Now, Amtrak barely putter along half the time. They’ve improved dramatically, but by comparison to European systems, even the one’s that aren’t top tier, like England’s or Italy’s rail systems, Amtrak trails far behind them in safety, quality of service, equipment, timeliness and related metrics. This comes from chronic under-funding from Congress and a blatant discrimination against rail service from mostly Republicans while Democrats fumble through managing Amtrak and fumbling through reasoning why Amtrak should have right of refusal over almost all of passenger service in America.

In Close…

That’s it for thoughts on the matter at the moment. In a future post I’ll talk a bit about the slim chance America has for improved service in the next 10-20 years. For now, I’m off to get some other things done, enjoy some Christmas time festivities, and simply be thankful that I’m alive today. Cheers, and merry Christmas, or happy holidays, to all.

If you’d like to learn more about Amtrak, and the convoluted insanity that is Government manipulated transportation in America, here’s a few starting points.

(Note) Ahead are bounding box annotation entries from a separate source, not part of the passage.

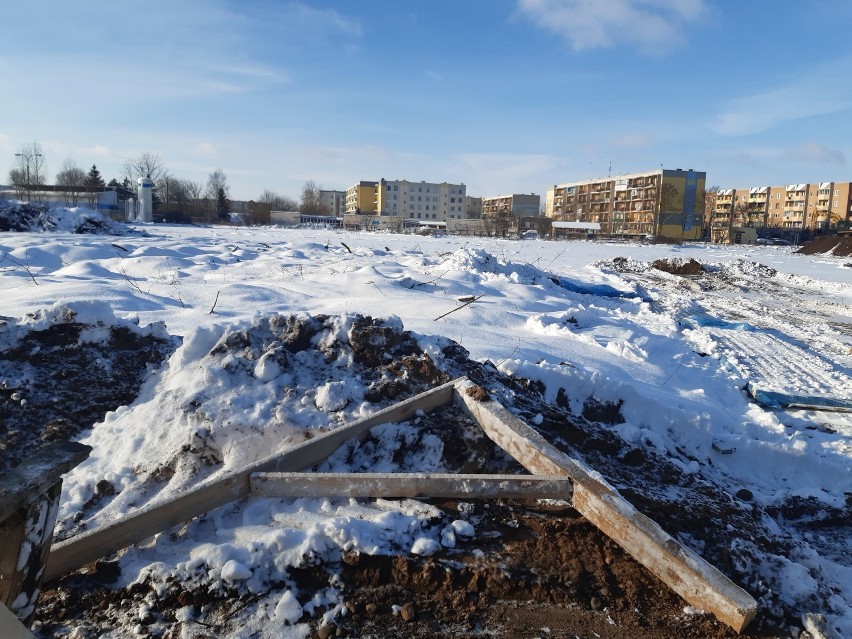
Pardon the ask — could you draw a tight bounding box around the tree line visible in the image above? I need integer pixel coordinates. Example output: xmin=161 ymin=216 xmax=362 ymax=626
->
xmin=9 ymin=142 xmax=330 ymax=224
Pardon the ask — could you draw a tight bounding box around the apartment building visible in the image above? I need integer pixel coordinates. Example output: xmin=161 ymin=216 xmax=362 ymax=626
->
xmin=482 ymin=193 xmax=541 ymax=219
xmin=346 ymin=180 xmax=379 ymax=215
xmin=376 ymin=179 xmax=467 ymax=222
xmin=464 ymin=195 xmax=482 ymax=220
xmin=320 ymin=190 xmax=346 ymax=217
xmin=545 ymin=168 xmax=707 ymax=240
xmin=711 ymin=182 xmax=852 ymax=242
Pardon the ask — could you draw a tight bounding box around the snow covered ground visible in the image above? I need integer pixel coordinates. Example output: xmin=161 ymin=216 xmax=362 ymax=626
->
xmin=0 ymin=208 xmax=852 ymax=636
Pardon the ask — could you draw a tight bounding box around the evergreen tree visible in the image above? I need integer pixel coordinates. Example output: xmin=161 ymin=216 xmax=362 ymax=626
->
xmin=84 ymin=164 xmax=106 ymax=188
xmin=216 ymin=186 xmax=231 ymax=222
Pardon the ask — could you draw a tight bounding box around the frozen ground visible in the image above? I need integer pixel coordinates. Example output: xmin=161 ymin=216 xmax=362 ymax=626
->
xmin=0 ymin=206 xmax=852 ymax=637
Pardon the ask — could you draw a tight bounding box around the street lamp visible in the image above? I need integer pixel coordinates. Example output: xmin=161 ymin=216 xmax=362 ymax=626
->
xmin=15 ymin=153 xmax=42 ymax=197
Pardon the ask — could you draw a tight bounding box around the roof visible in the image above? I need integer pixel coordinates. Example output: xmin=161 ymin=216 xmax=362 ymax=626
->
xmin=552 ymin=222 xmax=601 ymax=231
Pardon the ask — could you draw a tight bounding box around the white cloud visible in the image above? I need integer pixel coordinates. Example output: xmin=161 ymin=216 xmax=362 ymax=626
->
xmin=518 ymin=0 xmax=706 ymax=53
xmin=786 ymin=141 xmax=846 ymax=166
xmin=195 ymin=142 xmax=219 ymax=157
xmin=711 ymin=83 xmax=850 ymax=135
xmin=710 ymin=57 xmax=852 ymax=135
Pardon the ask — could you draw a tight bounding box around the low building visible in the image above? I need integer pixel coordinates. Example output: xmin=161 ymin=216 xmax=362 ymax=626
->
xmin=551 ymin=222 xmax=601 ymax=239
xmin=464 ymin=195 xmax=482 ymax=220
xmin=343 ymin=213 xmax=403 ymax=233
xmin=345 ymin=180 xmax=378 ymax=215
xmin=545 ymin=168 xmax=707 ymax=240
xmin=482 ymin=193 xmax=541 ymax=219
xmin=710 ymin=182 xmax=852 ymax=242
xmin=320 ymin=190 xmax=346 ymax=217
xmin=269 ymin=211 xmax=302 ymax=227
xmin=447 ymin=218 xmax=487 ymax=236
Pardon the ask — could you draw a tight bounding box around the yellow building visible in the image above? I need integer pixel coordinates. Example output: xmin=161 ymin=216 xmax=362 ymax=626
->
xmin=346 ymin=180 xmax=379 ymax=215
xmin=545 ymin=168 xmax=707 ymax=240
xmin=376 ymin=179 xmax=467 ymax=222
xmin=710 ymin=182 xmax=852 ymax=242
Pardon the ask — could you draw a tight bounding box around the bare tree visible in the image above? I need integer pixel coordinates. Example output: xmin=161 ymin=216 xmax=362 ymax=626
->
xmin=654 ymin=182 xmax=692 ymax=236
xmin=704 ymin=186 xmax=719 ymax=237
xmin=204 ymin=169 xmax=231 ymax=222
xmin=257 ymin=190 xmax=299 ymax=211
xmin=55 ymin=157 xmax=86 ymax=206
xmin=299 ymin=180 xmax=322 ymax=215
xmin=124 ymin=152 xmax=166 ymax=186
xmin=9 ymin=142 xmax=47 ymax=198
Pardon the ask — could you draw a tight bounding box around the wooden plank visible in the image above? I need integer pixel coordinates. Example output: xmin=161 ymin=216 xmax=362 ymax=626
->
xmin=0 ymin=603 xmax=33 ymax=639
xmin=0 ymin=441 xmax=92 ymax=522
xmin=455 ymin=380 xmax=757 ymax=632
xmin=0 ymin=479 xmax=62 ymax=626
xmin=250 ymin=473 xmax=571 ymax=500
xmin=45 ymin=382 xmax=455 ymax=581
xmin=802 ymin=612 xmax=840 ymax=639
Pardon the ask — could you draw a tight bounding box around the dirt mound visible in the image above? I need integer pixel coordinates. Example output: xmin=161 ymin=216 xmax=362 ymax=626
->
xmin=796 ymin=235 xmax=852 ymax=257
xmin=3 ymin=315 xmax=812 ymax=639
xmin=651 ymin=257 xmax=705 ymax=275
xmin=0 ymin=200 xmax=134 ymax=235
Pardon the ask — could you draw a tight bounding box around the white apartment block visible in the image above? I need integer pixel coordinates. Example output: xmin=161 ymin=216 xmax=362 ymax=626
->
xmin=482 ymin=193 xmax=541 ymax=219
xmin=320 ymin=191 xmax=346 ymax=217
xmin=376 ymin=179 xmax=467 ymax=222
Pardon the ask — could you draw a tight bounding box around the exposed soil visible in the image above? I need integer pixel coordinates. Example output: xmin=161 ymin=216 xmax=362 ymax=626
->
xmin=0 ymin=318 xmax=824 ymax=639
xmin=651 ymin=258 xmax=704 ymax=275
xmin=796 ymin=235 xmax=852 ymax=257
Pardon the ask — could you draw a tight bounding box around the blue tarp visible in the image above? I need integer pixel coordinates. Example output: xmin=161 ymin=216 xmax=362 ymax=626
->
xmin=748 ymin=382 xmax=852 ymax=412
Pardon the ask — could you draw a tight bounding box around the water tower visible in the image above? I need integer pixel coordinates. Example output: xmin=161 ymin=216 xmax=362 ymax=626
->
xmin=136 ymin=177 xmax=154 ymax=222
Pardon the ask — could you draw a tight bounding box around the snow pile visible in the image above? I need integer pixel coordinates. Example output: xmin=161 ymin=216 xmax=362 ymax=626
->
xmin=55 ymin=315 xmax=448 ymax=534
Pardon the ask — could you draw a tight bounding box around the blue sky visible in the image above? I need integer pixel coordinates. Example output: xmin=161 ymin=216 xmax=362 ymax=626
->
xmin=0 ymin=0 xmax=852 ymax=199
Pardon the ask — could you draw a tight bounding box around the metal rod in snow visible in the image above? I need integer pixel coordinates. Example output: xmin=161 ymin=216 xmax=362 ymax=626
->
xmin=433 ymin=293 xmax=485 ymax=322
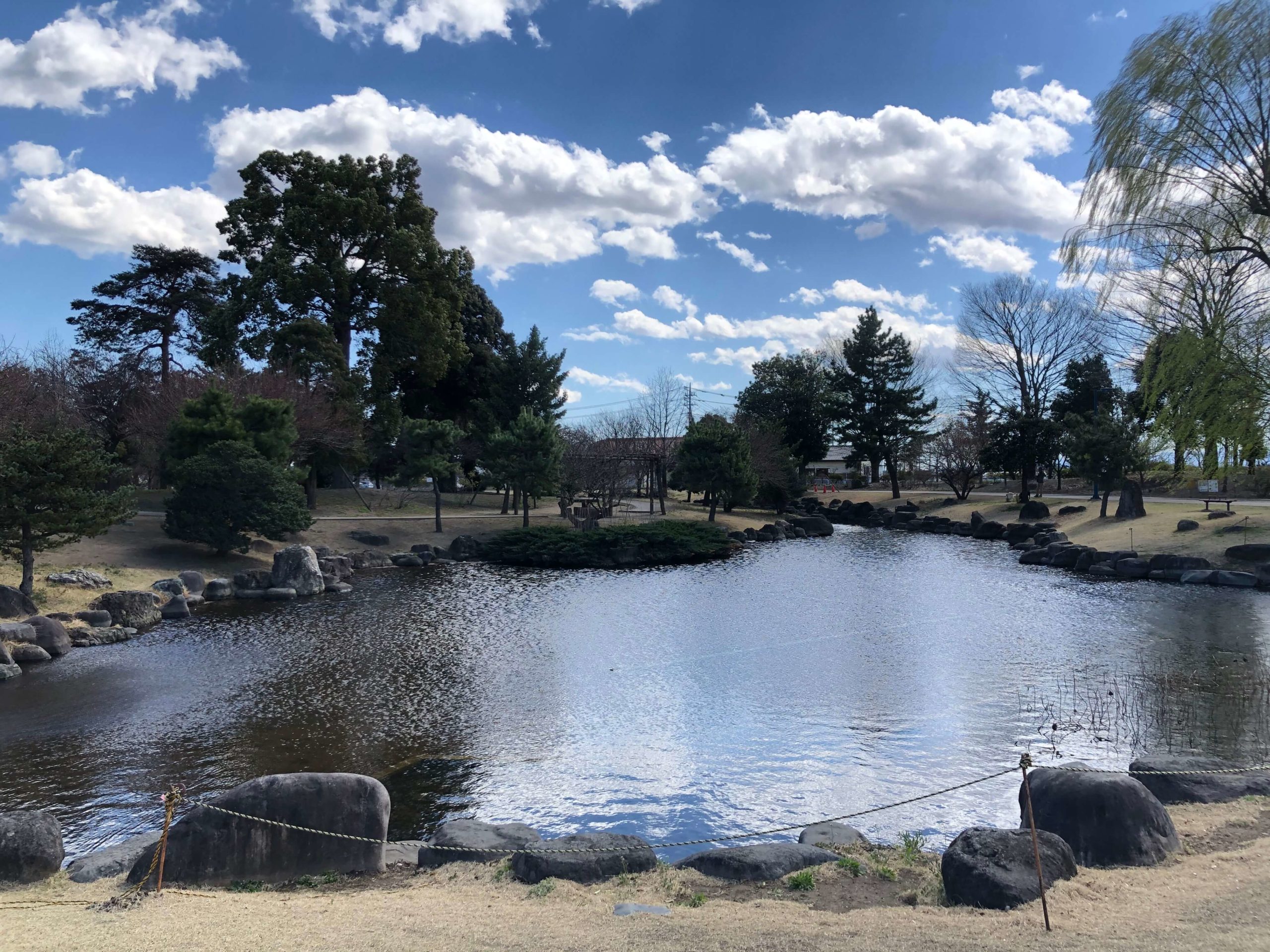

Passenger and Related Transportation Law, History & Info in America

5 Comments

  1. Wow! Sincerely hope there will be more than a “slim hope” for US passenger rail service. With insight and followup to actions you have noted, who knows? It may happen sooner, rather than later 🗝

    Reply

  2. Adron you are one amazing guy. So grateful you’re safe and I know you WILL heal and be out there again soon. Merry Christmas Dude. So proud to know you. (PS; Nancy Brooks forwarded this to me!) John

    Reply

  3. Keep an eye on Brightline, it could be the path forward, then again I’m skeptical of its success given Florida is such an auto infested shithole with an outright hostility to rail, transit, pedestrian and bike. Good luck attempting to run the first profitable passenger rail line in the country under those conditions.

    Reply

    1. Yeah, I’ve been keeping an eye on that for sure. They’re behind on their PTC, but they also have a perfect setup for some seriously safe train operation and a strong argument for their build out. If it succeeds, in spite of being of the right wing and partially the left wing political apparatus of Florida trying to destroy it, it could revolutionize American passenger transport again.